A Halloween wreath was stolen from a South End apartment. Its owner is on a mission to find it, no matter how many threatening flyers it takes.
“I am going to find you and make you sorry.”
Claudine Tahmin wants justice.
She noticed something strange as she left for work Monday morning. The glittery, bat-adorned Halloween wreath that usually hung on the door of her South End apartment was gone. It had disappeared. Vanished.

The flyer, which Tahmin made in Microsoft Word.
“The walk to work just felt like a funeral march,” Tahmin, 21, said Tuesday.
But this was not happenstance, she was convinced. This was a crime.
Unsure of what else to do and unwilling to divert police resources toward her misfortune, Tahmin started printing flyers asking for help locating the missing decoration. Their message was straightforward: help.
“IT IS SOLD OUT ON AMAZON I CANNOT BUY ANOTHER ONE,” the flyers read. (A preliminary Google search confirmed this is accurate.)
And then: “To the spineless bastard who took it, I am going to find you and make you sorry.”
So far, Tahmin has passed out 300 of the leaflets, stuffing them in mail slots and under windshield wipers. (“Do you think its legal to put things in mail slots?” she wondered. “I’m going to Google that.”) But no one has seen her beloved wreath.
The silence has only strengthened her resolve.

Tahmin doesn’t even have a photo of the wreath to remember it by, but she does have this one of her flowered zombie.
Tahmin was headed to Staples after work Tuesday to print 1,000 more flyers. She’s allotted an hour and a half of each of her evenings to go wreath hunting.
“Even if they don’t return it, I want to shame them,” she said Tuesday. “And I think public humiliation is the best way to go about that.”

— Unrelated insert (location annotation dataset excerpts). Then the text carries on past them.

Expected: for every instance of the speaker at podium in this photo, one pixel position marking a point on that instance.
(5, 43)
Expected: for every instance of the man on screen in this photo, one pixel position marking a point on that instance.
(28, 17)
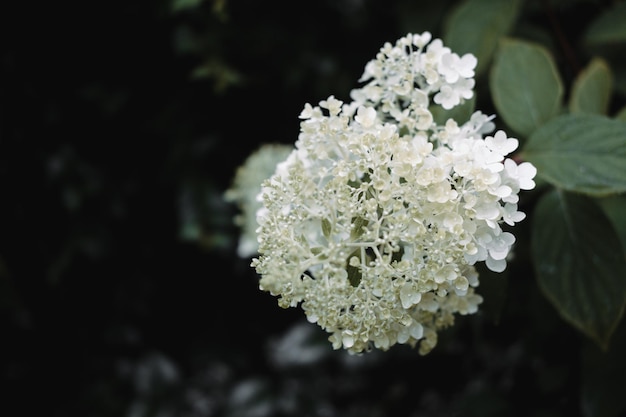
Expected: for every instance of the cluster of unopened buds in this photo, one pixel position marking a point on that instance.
(374, 222)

Halloween is Tahmin’s favorite holiday. She spent $500 on decorations this year. (Her other decor, including the zombie that pokes out of her flowerbed, was untouched.) She doesn’t know what kind of person would do something like this.
“It’s the most innocent holiday,” she said. “You’re really going to tarnish it? By stealing?”
And it’s not just that someone pilfered the wreath, she said. It’s the lengths the thief must have gone to. Her apartment is basement-level, so they would have had to target her specifically. The wreath’s orange lights weren’t even on. She doesn’t know how anyone saw it.
And yes — Tahmin is sure the wreath was stolen. It was too heavy to have been blown away. The heist happened overnight. The string the decoration was hanging from, which was attached to the other side of the door, was cut clean.
The whole experience has been distressing, Tahmin said. The wreath thief haunts her dreams.
“I have had nightmares of someone in dark clothing carrying it away, laughing maniacally,” she said.